Prominent Vietnamese Politician PASSES AWAY
The most prominent politician in Vietnam, Nguyen Phu Trong, was the general secretary of the ruling Communist Party and passed away on Friday following several months of illness, according to official media. He was eighty.
“General Secretary of the Central Committee of the Party Nguyen Phu Trong passed away at 13:38 on July 19, 2024, at the 108 Central Military Hospital due to old age and serious illness,” according to the Nhan Dan newspaper.
There will be a state funeral, according to official media.
Ever since he was chosen as the party chairman in 2011, Trong has controlled Vietnamese politics. He aimed to strengthen the Communist Party’s position in Vietnam’s one-party government throughout his time there. The governmental wing, headed by Prime Minister Nguyen Tan Dung at the time, had gained significant ground in the ten years prior to his ascent to the top of Vietnamese politics.

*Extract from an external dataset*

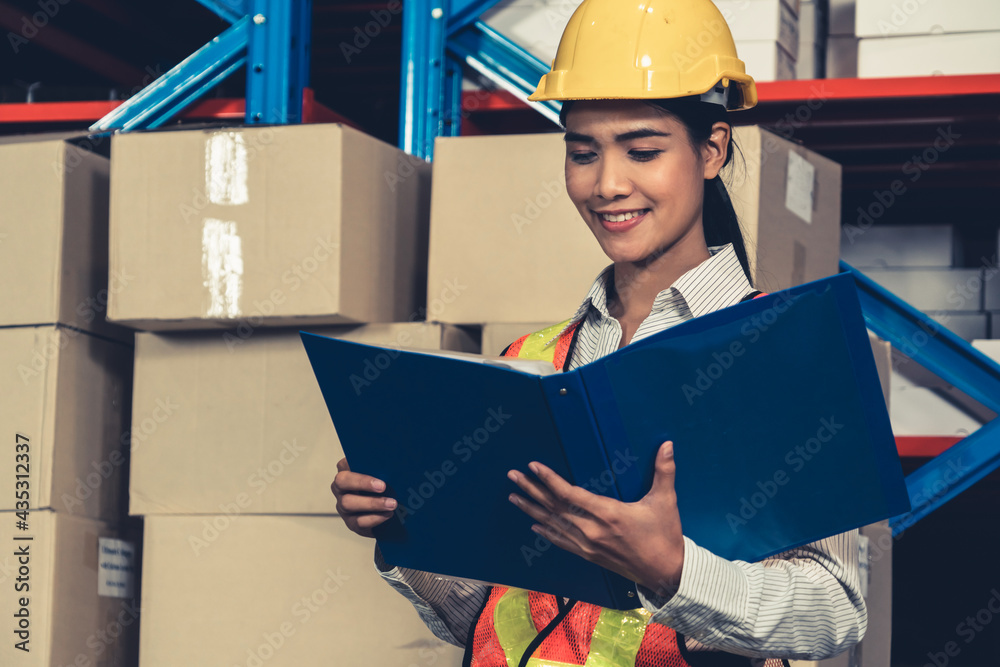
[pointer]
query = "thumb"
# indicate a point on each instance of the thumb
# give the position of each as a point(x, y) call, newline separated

From 1981 to 1983, Trong studied in the Soviet Union, and there was conjecture that Vietnam would become more integrated with China and Russia under his direction. However, the nation of Southeast Asia used a practical approach known as “bamboo diplomacy,” a term he invented to describe the plant’s ability to bend but not break in the face of altering geopolitical gusts.
Vietnam disagrees with China over sovereignty claims in the South China Sea, but it has maintained long-standing relations with the larger country. However, it also became closer to the US, raising its diplomatic relations with the US from its previous adversary in the Vietnam War to the greatest level—that of a complete strategic alliance.
The anti-graft campaign’s unexpected result, according to Nguyen Khac Giang, a visiting fellow in the Vietnam Studies Program at Singapore’s ISEAS–Yusof Ishak Institute, is the weakening of Communist Party institutions. Trong’s legacy is thus ambiguous.
On July 18, Vietnamese President To Lam was named the party’s caretaker while Trong got medical attention for his illness. Prior to taking office as president in May after his predecessor resigned due to being embroiled in graft, Lam had spearheaded the anti-graft drive as Vietnam’s top security official.
In a statement from its central office, the party’s Politburo asked Lam to “preside over the work of the Party Central Committee, the Politburo, and the Secretariat,” marking the first formal acknowledgement of Trong’s deteriorating health.
Ever before his initial hospitalization in 2019 and, more recently, when he looked incredibly weak during a meeting with visiting Russian President Vladimir Putin, there have been rumors regarding his health in Vietnamese politics.
Vietnam now faces a massive political vacuum following Trong’s passing. Giang foresaw “a very uncertain time” in Vietnamese politics despite Lam being the front-runner to become the party’s leader. This is because the structures and conventions that govern the nation are “very shaky.”